Raoul Wallenberg, born in 1912, was a Swedish diplomat in Budapest who was credited with saving the lives of thousands of Hungarian Jews from the hands of the occupying Nazi forces and their Hungarian collaborators in 1944-45. While first secretary at the Swedish legation in Budapest, Wallenberg issued special protective passes and fake passports to the city's Jews, saving them from deportation, or immediate execution at the hands of the Hungarian Nazis. Initially, Wallenberg issued more than 700 protective passes, but this number increased to nearly 4,500. He also negotiated with Hungarian and German authorities in order to designate several dozen buildings in Budapest as "safe houses," where persecuted Jews found refuge.
Wallenberg vanished in January 1945, on route to the city of Debrecen, in eastern Hungary.
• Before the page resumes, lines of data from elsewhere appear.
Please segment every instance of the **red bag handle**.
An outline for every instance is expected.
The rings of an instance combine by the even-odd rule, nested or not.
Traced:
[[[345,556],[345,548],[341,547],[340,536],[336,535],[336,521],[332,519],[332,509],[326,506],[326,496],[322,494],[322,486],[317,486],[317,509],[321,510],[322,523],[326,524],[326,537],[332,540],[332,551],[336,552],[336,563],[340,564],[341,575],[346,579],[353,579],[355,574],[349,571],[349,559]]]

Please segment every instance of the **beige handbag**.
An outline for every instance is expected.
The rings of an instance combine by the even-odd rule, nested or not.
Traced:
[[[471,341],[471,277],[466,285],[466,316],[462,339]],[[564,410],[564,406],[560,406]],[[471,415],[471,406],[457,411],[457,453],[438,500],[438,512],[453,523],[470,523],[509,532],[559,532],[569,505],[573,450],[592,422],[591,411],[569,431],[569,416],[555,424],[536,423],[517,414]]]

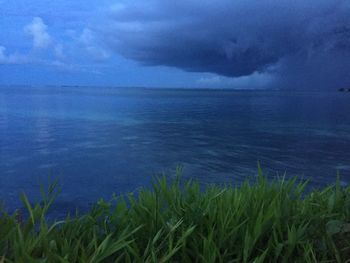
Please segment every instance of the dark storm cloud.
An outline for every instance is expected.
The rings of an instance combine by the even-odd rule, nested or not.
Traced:
[[[136,0],[111,7],[112,48],[145,65],[291,87],[350,84],[349,0]]]

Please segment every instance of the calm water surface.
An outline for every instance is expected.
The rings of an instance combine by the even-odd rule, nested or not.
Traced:
[[[171,173],[239,183],[260,161],[313,186],[350,178],[350,94],[0,87],[0,199],[38,198],[60,177],[55,209],[82,209]]]

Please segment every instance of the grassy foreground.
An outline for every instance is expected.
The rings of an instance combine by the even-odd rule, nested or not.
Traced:
[[[305,186],[260,169],[239,188],[160,178],[48,223],[55,183],[41,203],[22,196],[28,218],[0,214],[0,262],[347,262],[350,188]]]

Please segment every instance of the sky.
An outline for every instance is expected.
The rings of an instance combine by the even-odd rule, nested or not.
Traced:
[[[0,85],[350,87],[350,1],[0,0]]]

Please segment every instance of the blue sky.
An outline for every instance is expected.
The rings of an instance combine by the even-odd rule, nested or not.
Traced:
[[[349,2],[0,0],[0,84],[348,86]]]

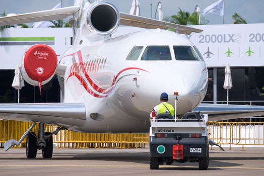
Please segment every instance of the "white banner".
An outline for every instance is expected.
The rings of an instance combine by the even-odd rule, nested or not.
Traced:
[[[72,36],[70,28],[5,30],[0,33],[0,69],[15,69],[25,52],[37,44],[49,45],[60,56],[71,46]]]
[[[185,36],[199,49],[208,67],[225,67],[227,63],[231,67],[264,66],[264,24],[193,27],[204,32]],[[113,36],[142,30],[145,29],[119,28]],[[72,34],[72,29],[67,28],[10,29],[2,32],[0,69],[15,69],[24,52],[35,44],[49,45],[61,55],[71,46]]]
[[[264,24],[193,26],[204,30],[186,35],[208,67],[264,66]]]

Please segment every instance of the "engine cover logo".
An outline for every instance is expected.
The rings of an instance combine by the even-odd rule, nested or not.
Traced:
[[[42,67],[38,67],[35,70],[37,71],[38,74],[41,75],[44,73],[44,68]]]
The Soviet military claimed that Wallenberg had been killed by the Nazis, but it was later discovered that he had been detained by Russian officials (who thought that he was an American spy) and was held captive in the Soviet Union.
In the mid-1950s, following Stalin's death, the USSR finally admitted to having had imprisoned Wallenberg and claimed that he had died in prison in 1947. Nevertheless, the personal accounts of several Russian prisoners who were later granted amnesty suggested that Wallenberg had been alive throughout the 1950s. Wallenberg's fate remains a mystery to this date and there is little certainty as to where, when and how the former Swedish diplomat died.